The Rev. Dabney J. Carr, who has been deacon-in-charge of Bromfield Parish, Rappahannock County since last July, will be ordained as a priest on Saturday, May 27 by the Rt. Rev. Samuel B. Chilton, Suffragan Bishop of Virginia.
25 years ago
March 27, 1986
If Supervisor Nelson Lane has his way, “slob hunters” in Rappahannock County will face road blocks in the form of new local ordinances when deer season returns this fall. Mr. Lane was in Richmond last Friday for the game commission’s hearing on the “slob hunter” problem. After telling the commissioners of a 60-year-old widow who was shot by thugs who were hunting illegally, he ticked off a list of complaints.

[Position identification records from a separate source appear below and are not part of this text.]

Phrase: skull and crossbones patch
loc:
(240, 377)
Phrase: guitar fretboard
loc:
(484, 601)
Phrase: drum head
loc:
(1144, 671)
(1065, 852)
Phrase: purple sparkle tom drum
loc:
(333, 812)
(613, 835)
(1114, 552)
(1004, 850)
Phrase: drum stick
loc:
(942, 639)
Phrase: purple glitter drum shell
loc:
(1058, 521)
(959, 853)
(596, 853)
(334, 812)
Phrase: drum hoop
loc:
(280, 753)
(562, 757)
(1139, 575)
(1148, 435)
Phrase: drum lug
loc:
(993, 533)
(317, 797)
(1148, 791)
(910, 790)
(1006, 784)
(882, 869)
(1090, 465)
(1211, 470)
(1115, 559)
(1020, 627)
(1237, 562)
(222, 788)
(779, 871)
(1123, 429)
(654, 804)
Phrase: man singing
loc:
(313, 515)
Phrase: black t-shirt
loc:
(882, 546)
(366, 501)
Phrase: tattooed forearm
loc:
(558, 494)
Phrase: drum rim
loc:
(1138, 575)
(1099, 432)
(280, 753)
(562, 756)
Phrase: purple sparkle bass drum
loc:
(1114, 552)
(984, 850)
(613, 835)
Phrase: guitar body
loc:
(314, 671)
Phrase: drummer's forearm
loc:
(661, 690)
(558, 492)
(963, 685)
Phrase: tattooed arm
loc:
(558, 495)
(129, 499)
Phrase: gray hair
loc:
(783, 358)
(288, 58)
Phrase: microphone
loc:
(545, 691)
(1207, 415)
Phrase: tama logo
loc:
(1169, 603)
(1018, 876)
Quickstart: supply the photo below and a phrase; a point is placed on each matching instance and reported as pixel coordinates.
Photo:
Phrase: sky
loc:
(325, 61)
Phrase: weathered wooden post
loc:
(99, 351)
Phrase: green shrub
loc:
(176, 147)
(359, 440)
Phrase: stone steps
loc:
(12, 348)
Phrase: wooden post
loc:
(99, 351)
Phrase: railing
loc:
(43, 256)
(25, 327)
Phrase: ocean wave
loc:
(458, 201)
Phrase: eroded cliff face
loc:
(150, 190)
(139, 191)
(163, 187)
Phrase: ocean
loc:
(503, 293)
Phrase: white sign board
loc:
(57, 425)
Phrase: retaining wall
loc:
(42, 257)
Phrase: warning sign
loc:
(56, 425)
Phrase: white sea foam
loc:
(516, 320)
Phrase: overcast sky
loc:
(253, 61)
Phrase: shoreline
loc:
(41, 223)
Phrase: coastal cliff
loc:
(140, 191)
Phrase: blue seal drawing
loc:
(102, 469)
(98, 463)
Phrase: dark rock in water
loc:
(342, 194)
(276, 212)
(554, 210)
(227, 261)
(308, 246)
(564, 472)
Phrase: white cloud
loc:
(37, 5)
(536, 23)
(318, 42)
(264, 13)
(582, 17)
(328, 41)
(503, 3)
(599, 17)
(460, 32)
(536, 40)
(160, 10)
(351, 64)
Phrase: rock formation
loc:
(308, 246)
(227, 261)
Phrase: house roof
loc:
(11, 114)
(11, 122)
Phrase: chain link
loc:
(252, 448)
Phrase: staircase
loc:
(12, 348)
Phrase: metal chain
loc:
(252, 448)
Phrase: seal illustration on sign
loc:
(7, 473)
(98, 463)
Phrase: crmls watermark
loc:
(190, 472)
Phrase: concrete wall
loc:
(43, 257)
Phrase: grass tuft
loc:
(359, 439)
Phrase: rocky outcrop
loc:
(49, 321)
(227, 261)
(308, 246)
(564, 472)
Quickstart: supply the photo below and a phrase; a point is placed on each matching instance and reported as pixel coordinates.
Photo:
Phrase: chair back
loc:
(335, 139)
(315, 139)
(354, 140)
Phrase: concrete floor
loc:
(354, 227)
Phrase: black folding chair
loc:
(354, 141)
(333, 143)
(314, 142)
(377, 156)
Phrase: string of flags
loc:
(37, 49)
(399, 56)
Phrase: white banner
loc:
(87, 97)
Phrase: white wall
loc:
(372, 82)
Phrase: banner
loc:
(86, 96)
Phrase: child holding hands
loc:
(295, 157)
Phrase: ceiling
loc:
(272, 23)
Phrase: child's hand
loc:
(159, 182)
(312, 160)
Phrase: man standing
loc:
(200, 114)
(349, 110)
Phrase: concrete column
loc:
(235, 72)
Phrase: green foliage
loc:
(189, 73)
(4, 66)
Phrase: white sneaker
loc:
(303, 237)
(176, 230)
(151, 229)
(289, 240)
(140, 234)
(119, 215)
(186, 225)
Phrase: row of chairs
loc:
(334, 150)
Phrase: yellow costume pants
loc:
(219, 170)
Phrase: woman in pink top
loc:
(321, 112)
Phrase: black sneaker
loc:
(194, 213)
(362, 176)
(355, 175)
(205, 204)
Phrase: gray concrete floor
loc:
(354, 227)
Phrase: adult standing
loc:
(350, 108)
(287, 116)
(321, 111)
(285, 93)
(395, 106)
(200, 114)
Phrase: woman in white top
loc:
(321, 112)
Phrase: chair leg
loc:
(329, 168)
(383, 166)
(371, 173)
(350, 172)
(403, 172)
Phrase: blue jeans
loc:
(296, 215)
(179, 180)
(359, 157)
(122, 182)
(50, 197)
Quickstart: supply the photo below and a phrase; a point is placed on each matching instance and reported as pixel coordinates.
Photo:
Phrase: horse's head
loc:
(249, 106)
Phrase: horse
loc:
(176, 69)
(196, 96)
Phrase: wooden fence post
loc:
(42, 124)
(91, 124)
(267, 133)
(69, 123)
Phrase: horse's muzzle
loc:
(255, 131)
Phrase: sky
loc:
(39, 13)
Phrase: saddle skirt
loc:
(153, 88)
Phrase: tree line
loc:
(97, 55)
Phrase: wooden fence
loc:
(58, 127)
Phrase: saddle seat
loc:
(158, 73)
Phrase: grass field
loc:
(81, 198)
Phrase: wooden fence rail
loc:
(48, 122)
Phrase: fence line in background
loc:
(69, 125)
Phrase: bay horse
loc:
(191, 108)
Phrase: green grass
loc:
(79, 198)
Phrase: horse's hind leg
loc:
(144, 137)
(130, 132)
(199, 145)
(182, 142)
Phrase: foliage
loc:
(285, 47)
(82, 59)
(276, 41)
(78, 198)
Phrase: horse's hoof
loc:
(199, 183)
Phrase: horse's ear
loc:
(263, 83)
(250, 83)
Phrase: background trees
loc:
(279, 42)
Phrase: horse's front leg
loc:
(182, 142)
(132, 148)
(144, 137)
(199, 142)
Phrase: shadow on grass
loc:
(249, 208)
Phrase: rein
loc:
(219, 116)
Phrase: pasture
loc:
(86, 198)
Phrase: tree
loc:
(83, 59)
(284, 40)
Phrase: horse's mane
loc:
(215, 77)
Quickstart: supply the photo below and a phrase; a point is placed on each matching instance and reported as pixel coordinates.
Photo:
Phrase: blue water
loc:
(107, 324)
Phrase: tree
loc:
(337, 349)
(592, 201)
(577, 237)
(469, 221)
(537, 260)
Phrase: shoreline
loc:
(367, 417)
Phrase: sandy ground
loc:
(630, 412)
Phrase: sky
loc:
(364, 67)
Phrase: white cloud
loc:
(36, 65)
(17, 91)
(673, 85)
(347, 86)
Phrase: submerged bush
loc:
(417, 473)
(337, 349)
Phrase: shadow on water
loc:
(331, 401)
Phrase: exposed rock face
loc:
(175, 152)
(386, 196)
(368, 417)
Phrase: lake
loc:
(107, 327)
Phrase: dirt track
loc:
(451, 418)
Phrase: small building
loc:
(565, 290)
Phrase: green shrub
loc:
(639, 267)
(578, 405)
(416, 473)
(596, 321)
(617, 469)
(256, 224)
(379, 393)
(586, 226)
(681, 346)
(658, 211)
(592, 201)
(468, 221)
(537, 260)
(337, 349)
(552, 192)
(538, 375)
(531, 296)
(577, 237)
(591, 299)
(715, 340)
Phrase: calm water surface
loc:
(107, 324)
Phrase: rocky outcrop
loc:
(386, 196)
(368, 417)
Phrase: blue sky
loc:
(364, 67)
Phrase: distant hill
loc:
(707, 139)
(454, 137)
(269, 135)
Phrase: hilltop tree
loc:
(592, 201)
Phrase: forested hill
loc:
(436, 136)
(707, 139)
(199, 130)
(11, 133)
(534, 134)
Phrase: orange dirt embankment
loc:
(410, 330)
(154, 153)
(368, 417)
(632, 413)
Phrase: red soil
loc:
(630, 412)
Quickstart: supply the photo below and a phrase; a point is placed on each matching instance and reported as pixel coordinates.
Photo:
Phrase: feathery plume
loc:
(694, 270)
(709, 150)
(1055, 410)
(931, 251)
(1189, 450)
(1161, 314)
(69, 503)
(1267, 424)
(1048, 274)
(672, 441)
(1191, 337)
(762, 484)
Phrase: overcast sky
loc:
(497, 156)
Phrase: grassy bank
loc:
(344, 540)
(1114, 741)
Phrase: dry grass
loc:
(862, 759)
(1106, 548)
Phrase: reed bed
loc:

James D. Russell of Sperryville was preparing his garden for spring planting. He started a fire in a barrel in his garden and then went to work. According to James, “I turned around and the fire had gotten away and was spreading fast. I tried to stop it but it just got out of control.” He left the scene and headed for Baldwin’s West End Shell Station to call the Sperryville Fire Department.
The Rappahannock County Garden Club met Wednesday, March 19, at the home of Mrs. John Hooff. Hostesses were Mrs. Hooff, Mrs. Robert Brents and Mrs. T. J. Pillar. Mrs. George H. Sharp, president, presided. Ribbons were awarded to Class I: blue, Mrs. Albert Doub; red, Mrs. Andrew Pennington, and yellow, Mrs. John Kreamer.
10 years ago
March 14, 2001
Fourteen Rappahannock County Public School teachers received good news recently when they learned they had been awarded grant funding from Headwaters, the Rappahannock County Public Education Foundation.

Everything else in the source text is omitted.